Program Contents: 22 minute DVD
Copyright Date: 2010
AVAILABLE IN THE UNITED STATES ONLY
Highlighting the idea that a major part of good communication is good listening, this program enables students to improve their listening skills and absorb valuable information. The video identifies the best methods for giving coworkers the attention they deserve and provides eight simple tips that viewers can use to sharpen concentration. These include learning to focus, taking proper notes, putting emotions on hold, avoiding biases and stereotypes, finding a point of interest in a dull but important conversation, and more.
Segments in this Video - (7)
1. Importance of Listening (03:54) - Listening is a vital skill that must be employed in school, at work, and in one's personal life. In sports, not listening to a coach could result in injury.
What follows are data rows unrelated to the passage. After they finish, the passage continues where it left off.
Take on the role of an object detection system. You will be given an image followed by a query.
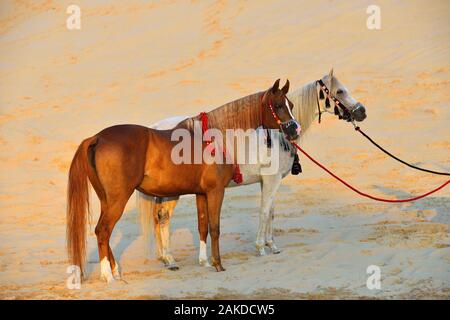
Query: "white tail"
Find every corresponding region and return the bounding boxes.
[136,191,156,257]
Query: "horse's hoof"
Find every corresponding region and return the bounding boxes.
[167,264,179,271]
[113,273,121,280]
[268,245,281,254]
[265,242,281,254]
[214,264,225,272]
[257,247,267,256]
[162,256,178,269]
[112,268,121,280]
[101,274,115,284]
[199,259,211,267]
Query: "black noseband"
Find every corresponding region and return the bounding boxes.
[280,119,299,140]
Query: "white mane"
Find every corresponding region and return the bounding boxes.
[287,81,318,138]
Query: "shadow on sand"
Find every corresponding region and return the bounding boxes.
[85,206,142,278]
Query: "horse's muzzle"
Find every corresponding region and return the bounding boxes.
[351,103,367,122]
[280,119,300,140]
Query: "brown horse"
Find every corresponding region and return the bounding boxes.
[66,79,299,283]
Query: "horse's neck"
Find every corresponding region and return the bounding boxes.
[201,92,264,134]
[175,83,320,134]
[288,81,319,134]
Lag time between speaking and listening can cause boredom.
2. Types of Listening (01:57) - Listening begins when one hears sounds and focuses on them. There are four types of listening: content, critical, empathic, and active.
3. Nonverbal Communication (04:35) - Much of a speaker's message may be communicated non-verbally. Non-verbal signals complement the spoken word, reveal truth, and convey information efficiently. Non-verbal cues speak louder than the spoken word.
4. Listening Barriers (03:06) - Emotional states or long to-do lists usually get in the way of effective listening. Noise, personal biases, and boredom are all barriers to good listening.
5. Listening Skills (03:32) - When people are interested in a topic, they tend to interact with the speaker; this is called active listening. Non-verbal and verbal communication are positive. Listen even if you disagree with the speaker.
6. Practical Listening Tips (02:03) - Get focused and stay focused on a speaker. Find a point of interest in what a speaker is talking about. Search for key points. Practice listening at every opportunity.
7. Communications Checklist (02:02) - Stop talking and start listening. Listen attentively and block out competing thoughts. Control the listening environment. Maintain an open mind. Provide verbal and non-verbal feedback to the speaker, and take notes.